Construct a sparse diagonal matrix. B is a tuple of vectors containing the diagonals and d is a tuple containing the positions of the diagonals. In the case the input contains only one diagonal, B can be a vector (instead of a tuple) and d can be the diagonal position (instead of a tuple), defaulting to 0 (diagonal). Optionally, m and n specify the size of the resulting sparse matrix.

julia> spdiagm(([1,2,3,4],[4,3,2,1]),(-1,1))
5×5 sparse matrix with 8 Int64 nonzero entries:
        [2, 1]  =  1
        [1, 2]  =  4
        [3, 2]  =  2
        [2, 3]  =  3
        [4, 3]  =  3
        [3, 4]  =  2
        [5, 4]  =  4
        [4, 5]  =  1
sprand([rng, ][type, ]m, [n, ]p::AbstractFloat[, rfn])

Create a random length m sparse vector or m by n sparse matrix, in which the probability of any element being nonzero is independently given by p (and hence the mean density of nonzeros is also exactly p). Nonzero values are sampled from the distribution specified by rfn and have the type type. The uniform distribution is used in case rfn is not specified. The optional rng argument specifies a random number generator, see Random Numbers.
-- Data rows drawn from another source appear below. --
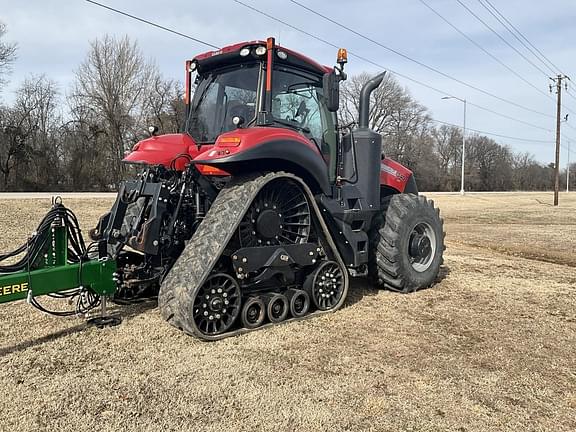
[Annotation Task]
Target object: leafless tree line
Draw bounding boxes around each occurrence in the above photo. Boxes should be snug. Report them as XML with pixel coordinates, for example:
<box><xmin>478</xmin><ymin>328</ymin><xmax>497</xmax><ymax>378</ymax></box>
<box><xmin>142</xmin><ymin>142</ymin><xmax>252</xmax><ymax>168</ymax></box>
<box><xmin>0</xmin><ymin>23</ymin><xmax>576</xmax><ymax>191</ymax></box>
<box><xmin>339</xmin><ymin>73</ymin><xmax>576</xmax><ymax>191</ymax></box>
<box><xmin>0</xmin><ymin>31</ymin><xmax>183</xmax><ymax>190</ymax></box>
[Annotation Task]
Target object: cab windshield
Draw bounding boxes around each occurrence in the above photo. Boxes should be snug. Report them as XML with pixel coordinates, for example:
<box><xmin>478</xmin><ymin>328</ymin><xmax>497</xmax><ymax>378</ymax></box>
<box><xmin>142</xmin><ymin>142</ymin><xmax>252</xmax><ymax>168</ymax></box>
<box><xmin>186</xmin><ymin>64</ymin><xmax>259</xmax><ymax>144</ymax></box>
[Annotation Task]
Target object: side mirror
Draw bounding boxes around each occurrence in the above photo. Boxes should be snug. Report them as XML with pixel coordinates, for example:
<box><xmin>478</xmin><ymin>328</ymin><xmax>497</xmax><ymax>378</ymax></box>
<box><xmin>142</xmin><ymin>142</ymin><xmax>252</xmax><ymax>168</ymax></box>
<box><xmin>322</xmin><ymin>71</ymin><xmax>340</xmax><ymax>112</ymax></box>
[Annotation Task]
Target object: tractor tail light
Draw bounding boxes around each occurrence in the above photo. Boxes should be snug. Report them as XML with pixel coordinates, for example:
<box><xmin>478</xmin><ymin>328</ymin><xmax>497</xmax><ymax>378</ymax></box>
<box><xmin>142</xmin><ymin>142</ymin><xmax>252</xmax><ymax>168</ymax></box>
<box><xmin>216</xmin><ymin>137</ymin><xmax>242</xmax><ymax>147</ymax></box>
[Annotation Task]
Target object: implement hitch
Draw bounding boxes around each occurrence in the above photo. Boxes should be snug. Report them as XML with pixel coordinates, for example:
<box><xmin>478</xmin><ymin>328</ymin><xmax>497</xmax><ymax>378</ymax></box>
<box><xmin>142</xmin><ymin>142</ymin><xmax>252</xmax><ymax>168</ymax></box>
<box><xmin>0</xmin><ymin>199</ymin><xmax>120</xmax><ymax>327</ymax></box>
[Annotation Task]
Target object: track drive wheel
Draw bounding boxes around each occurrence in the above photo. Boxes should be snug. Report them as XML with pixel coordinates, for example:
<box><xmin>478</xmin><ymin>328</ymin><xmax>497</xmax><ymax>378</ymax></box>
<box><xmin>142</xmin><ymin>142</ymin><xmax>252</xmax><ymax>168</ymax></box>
<box><xmin>304</xmin><ymin>261</ymin><xmax>346</xmax><ymax>311</ymax></box>
<box><xmin>192</xmin><ymin>273</ymin><xmax>241</xmax><ymax>336</ymax></box>
<box><xmin>369</xmin><ymin>194</ymin><xmax>445</xmax><ymax>293</ymax></box>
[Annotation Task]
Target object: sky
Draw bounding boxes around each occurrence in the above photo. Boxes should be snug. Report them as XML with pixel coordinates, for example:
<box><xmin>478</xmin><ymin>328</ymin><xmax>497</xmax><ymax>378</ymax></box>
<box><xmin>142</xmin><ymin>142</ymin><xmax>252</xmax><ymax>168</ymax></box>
<box><xmin>0</xmin><ymin>0</ymin><xmax>576</xmax><ymax>166</ymax></box>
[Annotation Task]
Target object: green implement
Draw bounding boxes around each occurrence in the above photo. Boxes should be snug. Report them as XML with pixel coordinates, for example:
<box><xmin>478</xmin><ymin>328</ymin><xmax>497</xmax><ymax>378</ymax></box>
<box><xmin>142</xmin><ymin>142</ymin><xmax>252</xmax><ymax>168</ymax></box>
<box><xmin>0</xmin><ymin>202</ymin><xmax>116</xmax><ymax>311</ymax></box>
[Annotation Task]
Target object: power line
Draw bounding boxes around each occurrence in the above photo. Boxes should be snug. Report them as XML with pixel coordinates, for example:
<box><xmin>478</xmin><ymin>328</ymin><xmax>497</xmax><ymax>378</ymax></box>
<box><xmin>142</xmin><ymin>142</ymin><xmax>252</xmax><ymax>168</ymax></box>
<box><xmin>85</xmin><ymin>0</ymin><xmax>572</xmax><ymax>150</ymax></box>
<box><xmin>85</xmin><ymin>0</ymin><xmax>220</xmax><ymax>49</ymax></box>
<box><xmin>419</xmin><ymin>0</ymin><xmax>550</xmax><ymax>102</ymax></box>
<box><xmin>456</xmin><ymin>0</ymin><xmax>548</xmax><ymax>78</ymax></box>
<box><xmin>478</xmin><ymin>0</ymin><xmax>576</xmax><ymax>121</ymax></box>
<box><xmin>430</xmin><ymin>118</ymin><xmax>554</xmax><ymax>144</ymax></box>
<box><xmin>478</xmin><ymin>0</ymin><xmax>558</xmax><ymax>74</ymax></box>
<box><xmin>484</xmin><ymin>0</ymin><xmax>562</xmax><ymax>72</ymax></box>
<box><xmin>288</xmin><ymin>0</ymin><xmax>550</xmax><ymax>117</ymax></box>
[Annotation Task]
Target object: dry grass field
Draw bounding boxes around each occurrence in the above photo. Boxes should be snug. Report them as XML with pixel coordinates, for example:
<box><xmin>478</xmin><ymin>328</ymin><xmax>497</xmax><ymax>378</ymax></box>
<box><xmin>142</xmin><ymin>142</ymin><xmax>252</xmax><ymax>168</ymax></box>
<box><xmin>0</xmin><ymin>193</ymin><xmax>576</xmax><ymax>432</ymax></box>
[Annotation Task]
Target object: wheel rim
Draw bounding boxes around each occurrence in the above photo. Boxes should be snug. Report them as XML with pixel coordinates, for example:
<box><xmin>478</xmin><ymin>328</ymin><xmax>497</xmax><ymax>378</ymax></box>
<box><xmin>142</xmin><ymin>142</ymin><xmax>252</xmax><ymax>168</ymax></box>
<box><xmin>311</xmin><ymin>261</ymin><xmax>344</xmax><ymax>310</ymax></box>
<box><xmin>238</xmin><ymin>181</ymin><xmax>311</xmax><ymax>247</ymax></box>
<box><xmin>268</xmin><ymin>294</ymin><xmax>288</xmax><ymax>323</ymax></box>
<box><xmin>193</xmin><ymin>273</ymin><xmax>241</xmax><ymax>335</ymax></box>
<box><xmin>408</xmin><ymin>222</ymin><xmax>436</xmax><ymax>273</ymax></box>
<box><xmin>242</xmin><ymin>297</ymin><xmax>264</xmax><ymax>328</ymax></box>
<box><xmin>290</xmin><ymin>290</ymin><xmax>310</xmax><ymax>317</ymax></box>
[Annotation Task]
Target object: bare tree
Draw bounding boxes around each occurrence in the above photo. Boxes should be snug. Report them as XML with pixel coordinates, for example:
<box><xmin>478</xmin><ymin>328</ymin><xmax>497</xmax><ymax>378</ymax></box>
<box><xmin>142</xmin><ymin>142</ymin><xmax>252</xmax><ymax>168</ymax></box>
<box><xmin>0</xmin><ymin>22</ymin><xmax>18</xmax><ymax>90</ymax></box>
<box><xmin>145</xmin><ymin>74</ymin><xmax>185</xmax><ymax>133</ymax></box>
<box><xmin>70</xmin><ymin>36</ymin><xmax>158</xmax><ymax>183</ymax></box>
<box><xmin>0</xmin><ymin>75</ymin><xmax>61</xmax><ymax>189</ymax></box>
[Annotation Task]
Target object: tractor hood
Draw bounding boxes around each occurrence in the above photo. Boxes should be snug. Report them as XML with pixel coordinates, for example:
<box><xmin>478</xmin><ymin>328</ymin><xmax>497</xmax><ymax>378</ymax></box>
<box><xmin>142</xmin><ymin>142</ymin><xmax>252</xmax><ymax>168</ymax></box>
<box><xmin>122</xmin><ymin>134</ymin><xmax>205</xmax><ymax>170</ymax></box>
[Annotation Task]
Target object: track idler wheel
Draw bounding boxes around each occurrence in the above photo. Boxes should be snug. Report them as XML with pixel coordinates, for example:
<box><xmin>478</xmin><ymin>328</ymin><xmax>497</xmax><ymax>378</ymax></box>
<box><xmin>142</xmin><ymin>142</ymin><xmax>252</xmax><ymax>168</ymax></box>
<box><xmin>305</xmin><ymin>261</ymin><xmax>345</xmax><ymax>311</ymax></box>
<box><xmin>263</xmin><ymin>294</ymin><xmax>290</xmax><ymax>323</ymax></box>
<box><xmin>240</xmin><ymin>297</ymin><xmax>266</xmax><ymax>329</ymax></box>
<box><xmin>193</xmin><ymin>273</ymin><xmax>241</xmax><ymax>335</ymax></box>
<box><xmin>286</xmin><ymin>289</ymin><xmax>310</xmax><ymax>318</ymax></box>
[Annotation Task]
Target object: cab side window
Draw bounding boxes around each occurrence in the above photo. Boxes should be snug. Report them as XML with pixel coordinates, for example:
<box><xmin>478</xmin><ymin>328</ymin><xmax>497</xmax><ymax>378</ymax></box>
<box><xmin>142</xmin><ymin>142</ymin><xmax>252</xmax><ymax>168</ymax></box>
<box><xmin>272</xmin><ymin>68</ymin><xmax>337</xmax><ymax>179</ymax></box>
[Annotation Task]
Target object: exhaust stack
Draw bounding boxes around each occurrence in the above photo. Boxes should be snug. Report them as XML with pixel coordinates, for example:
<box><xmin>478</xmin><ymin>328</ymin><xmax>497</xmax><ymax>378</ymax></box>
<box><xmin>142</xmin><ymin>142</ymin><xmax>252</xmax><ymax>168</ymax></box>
<box><xmin>358</xmin><ymin>72</ymin><xmax>386</xmax><ymax>129</ymax></box>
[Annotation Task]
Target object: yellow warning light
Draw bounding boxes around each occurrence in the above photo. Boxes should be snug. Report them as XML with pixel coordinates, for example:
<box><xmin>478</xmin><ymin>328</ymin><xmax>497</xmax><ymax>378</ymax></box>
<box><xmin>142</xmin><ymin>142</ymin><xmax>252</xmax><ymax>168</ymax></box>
<box><xmin>337</xmin><ymin>48</ymin><xmax>348</xmax><ymax>64</ymax></box>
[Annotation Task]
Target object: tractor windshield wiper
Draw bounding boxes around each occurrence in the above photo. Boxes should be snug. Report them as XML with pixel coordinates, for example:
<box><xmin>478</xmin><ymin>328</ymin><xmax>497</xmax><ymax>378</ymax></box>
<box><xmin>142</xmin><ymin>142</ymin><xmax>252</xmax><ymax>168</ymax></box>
<box><xmin>272</xmin><ymin>118</ymin><xmax>310</xmax><ymax>134</ymax></box>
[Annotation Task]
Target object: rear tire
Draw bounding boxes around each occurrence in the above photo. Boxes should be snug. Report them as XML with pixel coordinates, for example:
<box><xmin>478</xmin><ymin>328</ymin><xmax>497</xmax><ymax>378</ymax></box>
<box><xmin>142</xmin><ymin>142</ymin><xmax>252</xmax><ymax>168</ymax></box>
<box><xmin>369</xmin><ymin>194</ymin><xmax>445</xmax><ymax>293</ymax></box>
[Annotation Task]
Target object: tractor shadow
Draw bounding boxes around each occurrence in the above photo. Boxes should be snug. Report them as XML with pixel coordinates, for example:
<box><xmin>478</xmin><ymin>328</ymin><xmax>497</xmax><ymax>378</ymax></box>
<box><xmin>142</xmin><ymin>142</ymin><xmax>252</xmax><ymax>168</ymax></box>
<box><xmin>0</xmin><ymin>298</ymin><xmax>158</xmax><ymax>358</ymax></box>
<box><xmin>343</xmin><ymin>264</ymin><xmax>450</xmax><ymax>308</ymax></box>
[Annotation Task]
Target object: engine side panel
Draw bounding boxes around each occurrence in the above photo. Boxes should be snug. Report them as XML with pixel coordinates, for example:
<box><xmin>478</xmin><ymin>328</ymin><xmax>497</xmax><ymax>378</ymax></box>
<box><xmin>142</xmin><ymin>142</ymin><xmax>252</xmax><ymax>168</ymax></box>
<box><xmin>380</xmin><ymin>158</ymin><xmax>418</xmax><ymax>193</ymax></box>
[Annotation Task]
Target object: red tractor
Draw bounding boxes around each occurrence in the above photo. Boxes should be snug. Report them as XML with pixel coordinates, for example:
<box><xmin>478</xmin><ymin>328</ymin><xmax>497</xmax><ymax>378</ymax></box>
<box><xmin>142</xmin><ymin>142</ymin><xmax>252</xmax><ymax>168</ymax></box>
<box><xmin>91</xmin><ymin>38</ymin><xmax>444</xmax><ymax>340</ymax></box>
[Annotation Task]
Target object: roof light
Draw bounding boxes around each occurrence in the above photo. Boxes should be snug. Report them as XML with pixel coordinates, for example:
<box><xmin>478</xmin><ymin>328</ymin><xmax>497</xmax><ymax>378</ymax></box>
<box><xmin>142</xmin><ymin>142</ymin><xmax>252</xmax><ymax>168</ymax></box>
<box><xmin>336</xmin><ymin>48</ymin><xmax>348</xmax><ymax>64</ymax></box>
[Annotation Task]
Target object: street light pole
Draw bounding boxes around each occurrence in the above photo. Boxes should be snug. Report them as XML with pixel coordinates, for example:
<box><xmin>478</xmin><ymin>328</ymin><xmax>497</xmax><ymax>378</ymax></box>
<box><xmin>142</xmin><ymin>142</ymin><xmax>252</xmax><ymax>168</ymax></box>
<box><xmin>460</xmin><ymin>99</ymin><xmax>466</xmax><ymax>195</ymax></box>
<box><xmin>442</xmin><ymin>96</ymin><xmax>466</xmax><ymax>195</ymax></box>
<box><xmin>566</xmin><ymin>141</ymin><xmax>570</xmax><ymax>192</ymax></box>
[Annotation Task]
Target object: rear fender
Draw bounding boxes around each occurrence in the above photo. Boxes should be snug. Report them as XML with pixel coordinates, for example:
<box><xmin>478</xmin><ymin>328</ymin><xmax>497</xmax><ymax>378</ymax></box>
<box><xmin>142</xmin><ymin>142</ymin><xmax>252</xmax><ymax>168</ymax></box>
<box><xmin>194</xmin><ymin>139</ymin><xmax>330</xmax><ymax>195</ymax></box>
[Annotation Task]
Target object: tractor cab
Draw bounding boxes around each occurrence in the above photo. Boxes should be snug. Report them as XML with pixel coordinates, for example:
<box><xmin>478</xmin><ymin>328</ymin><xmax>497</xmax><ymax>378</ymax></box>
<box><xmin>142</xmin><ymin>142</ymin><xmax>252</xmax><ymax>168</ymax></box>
<box><xmin>186</xmin><ymin>38</ymin><xmax>344</xmax><ymax>178</ymax></box>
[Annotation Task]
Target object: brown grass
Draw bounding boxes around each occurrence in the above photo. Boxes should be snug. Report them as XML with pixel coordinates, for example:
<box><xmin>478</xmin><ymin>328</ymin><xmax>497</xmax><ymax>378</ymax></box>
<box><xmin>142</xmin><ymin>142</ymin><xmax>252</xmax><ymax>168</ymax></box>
<box><xmin>0</xmin><ymin>194</ymin><xmax>576</xmax><ymax>431</ymax></box>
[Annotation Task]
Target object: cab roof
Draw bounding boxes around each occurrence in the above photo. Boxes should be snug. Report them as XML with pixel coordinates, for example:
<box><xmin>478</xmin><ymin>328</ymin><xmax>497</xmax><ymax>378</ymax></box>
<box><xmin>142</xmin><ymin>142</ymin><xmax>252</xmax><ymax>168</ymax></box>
<box><xmin>193</xmin><ymin>40</ymin><xmax>332</xmax><ymax>74</ymax></box>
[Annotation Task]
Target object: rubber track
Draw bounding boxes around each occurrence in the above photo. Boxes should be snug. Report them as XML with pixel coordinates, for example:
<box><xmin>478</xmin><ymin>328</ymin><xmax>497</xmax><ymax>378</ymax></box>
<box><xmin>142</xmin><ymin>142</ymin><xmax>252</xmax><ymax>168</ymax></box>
<box><xmin>158</xmin><ymin>172</ymin><xmax>349</xmax><ymax>340</ymax></box>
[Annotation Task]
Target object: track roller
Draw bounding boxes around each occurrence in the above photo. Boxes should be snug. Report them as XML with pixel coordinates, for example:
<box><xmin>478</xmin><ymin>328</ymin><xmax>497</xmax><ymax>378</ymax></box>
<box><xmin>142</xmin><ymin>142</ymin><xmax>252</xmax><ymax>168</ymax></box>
<box><xmin>240</xmin><ymin>297</ymin><xmax>266</xmax><ymax>329</ymax></box>
<box><xmin>304</xmin><ymin>261</ymin><xmax>345</xmax><ymax>311</ymax></box>
<box><xmin>286</xmin><ymin>289</ymin><xmax>310</xmax><ymax>318</ymax></box>
<box><xmin>262</xmin><ymin>293</ymin><xmax>290</xmax><ymax>323</ymax></box>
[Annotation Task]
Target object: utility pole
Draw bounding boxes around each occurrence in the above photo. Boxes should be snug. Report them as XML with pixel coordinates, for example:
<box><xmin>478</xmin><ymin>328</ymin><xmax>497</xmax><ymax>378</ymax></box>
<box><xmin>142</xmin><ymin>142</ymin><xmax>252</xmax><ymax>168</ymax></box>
<box><xmin>550</xmin><ymin>74</ymin><xmax>570</xmax><ymax>206</ymax></box>
<box><xmin>442</xmin><ymin>96</ymin><xmax>466</xmax><ymax>195</ymax></box>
sprandn([rng, ]m, [n, ]p::AbstractFloat)

Create a random sparse vector of length m or sparse matrix of size m by n with the specified (independent) probability p of any entry being nonzero, where nonzero values are sampled from the normal distribution. The optional rng argument specifies a random number generator, see Random Numbers.

nonzeros(A)

Return a vector of the structural nonzero values in sparse array A. This includes zeros that are explicitly stored in the sparse array. The returned vector points directly to the internal nonzero storage of A, and any modifications to the returned vector will mutate A as well. See rowvals() and nzrange().

julia> A = speye(3)
3×3 sparse matrix with 3 Float64 nonzero entries:
        [1, 1]  =  1.0
        [2, 2]  =  1.0
        [3, 3]  =  1.0

julia> nonzeros(A)
3-element Array{Float64,1}:
 1.0
 1.0
 1.0
rowvals(A::SparseMatrixCSC)

Return a vector of the row indices of A. Any modifications to the returned vector will mutate A as well. Providing access to how the row indices are stored internally can be useful in conjunction with iterating over structural nonzero values. See also nonzeros() and nzrange().

julia> A = speye(3)
3×3 sparse matrix with 3 Float64 nonzero entries:
        [1, 1]  =  1.0
        [2, 2]  =  1.0
        [3, 3]  =  1.0

julia> rowvals(A)
3-element Array{Int64,1}:
 1
 2
 3
nzrange(A::SparseMatrixCSC, col::Integer)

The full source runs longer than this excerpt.